I've seen this sort of thing quite often. In another case of mine the C1A kept getting left out of the bundle. Applicants often don't seem to receive them (I think this is because it is unclear who is supposed to serve them - the rules say the court serves the C100 but don't specify with the C1A, and the form itself doesn't really help as it only talks about sending it to the court).

So anyway, because I am a saddo I checked the rules. Part 12 is useless. PD12C doesn't help. PD12B (Child Arrangements Programme says that the court will send CAFCASS the C1A if supplied no later than 2 working days after the date of issue (pa 8.9), but of course this is the APPLICANT'S C1A, by this stage the Respondent won't have even got the application probably. It goes on to say that 'The court shall not send Cafcass any other application...unless the court has made a specific direction...therefore, any application which is not in Form C100... will be returned to the court at which the application has been issued'. This just means, I think, that Cafcass don't want all the crud people tend to attach to their applications. But it isn't really about the C1A, which is not an 'application'. There is NO mention of a Respondent's C1A so it just isn't properly woven into the safeguarding process.

The C1A is mentioned in the bit about the Gatekeeping stage, but again the only C1A they will have at that early juncture is the applicant's C1A. It is usually the Respondent who fills in a C1A, because the preponderance of applications are by parents wanting contact when the other says it isn't safe. In the section heading Safeguarding - not a whisper about the C1A.

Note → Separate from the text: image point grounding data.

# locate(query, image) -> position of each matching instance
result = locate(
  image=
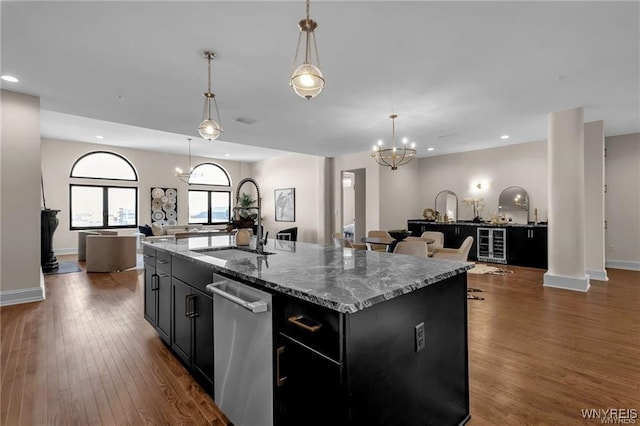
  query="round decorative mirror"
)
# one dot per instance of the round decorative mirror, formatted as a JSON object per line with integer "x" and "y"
{"x": 514, "y": 204}
{"x": 447, "y": 204}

This is where it gets weird.

The C7 acknowledgment form says this. It firstly tells Respondents that if they tick yes to the various harm questions on C7 they must fill in a C1A. And then it says :

...When you have answered the questions make copies of both sides of this form. You will need a copy for the applicant, and each party named in the application for an order (form C1, C100, C78 or C79).

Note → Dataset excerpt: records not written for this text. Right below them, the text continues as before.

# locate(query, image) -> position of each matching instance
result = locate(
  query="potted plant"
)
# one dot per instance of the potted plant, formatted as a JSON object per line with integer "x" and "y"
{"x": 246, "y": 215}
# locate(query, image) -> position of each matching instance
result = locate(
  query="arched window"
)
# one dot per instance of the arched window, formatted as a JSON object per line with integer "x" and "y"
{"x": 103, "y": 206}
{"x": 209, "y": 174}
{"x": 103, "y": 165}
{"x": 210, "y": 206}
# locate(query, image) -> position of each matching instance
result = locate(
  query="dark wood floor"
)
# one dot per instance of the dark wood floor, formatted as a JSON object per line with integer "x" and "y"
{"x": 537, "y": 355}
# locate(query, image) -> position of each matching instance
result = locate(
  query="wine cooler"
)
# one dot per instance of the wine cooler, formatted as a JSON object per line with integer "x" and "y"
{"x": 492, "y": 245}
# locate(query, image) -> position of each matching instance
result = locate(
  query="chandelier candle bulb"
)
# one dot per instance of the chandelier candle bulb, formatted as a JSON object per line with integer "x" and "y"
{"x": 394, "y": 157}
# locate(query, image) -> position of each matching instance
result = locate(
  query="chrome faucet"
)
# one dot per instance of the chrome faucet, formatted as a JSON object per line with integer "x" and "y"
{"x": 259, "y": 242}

Post, or hand, a copy to the applicant and to each party. Then post, or take, this form, and the Statement of Means and Supplemental Information Form if you have filled one in, to the court at the address below. You must do this within 14 days of the date when you were given the Notice of Proceedings, or of the postmark on the envelope if the Notice of Proceedings was posted to you.

Now this seems to suggest that you are supposed to serve the C7 but just file the C1A.

AND it also seems to be the case that you have 14 days to do this. This is going to be quite close to the 17 working days Cafcass have to do their checks, although in practice Cafcass are I think sometimes given / take a little longer.

Now I would certainly not want to suggest that the safeguarding checks should take any longer than they already do - the wait for the court to actually DO SOMETHING when you are desperate to see your child is quite awful enough. But if the C1A is to have any purpose shouldn't it be properly fed into the pre FHDRA safeguarding process? Shouldn't the court be obligated to send it on to Cafcass, or shouldn't the Respondent be obligated to send it to them directly? Or perhaps even Cafcass should check with the court for a C1A as a part of their other safeguarding checks? They certainly don't seem to be picking up the existence of these forms from their safeguarding telephone calls and I guess many litigants would not know what a 'C1A' is if asked about it on the phone (even if they've completed it not long before).

One day, particularly where Respondents are in person and without legal aid, are frightened and inarticulate, a C1A might save someone's life. One day the neglect of what a C1A says might leave a child or adult exposed to harm. In most cases it doesn't matter, and it gets picked up at one point or another, and in many cases the allegations in a C1A are neither her nor there - but the point of these checks is to help the court distinguish which is which. So we really ought to do it properly.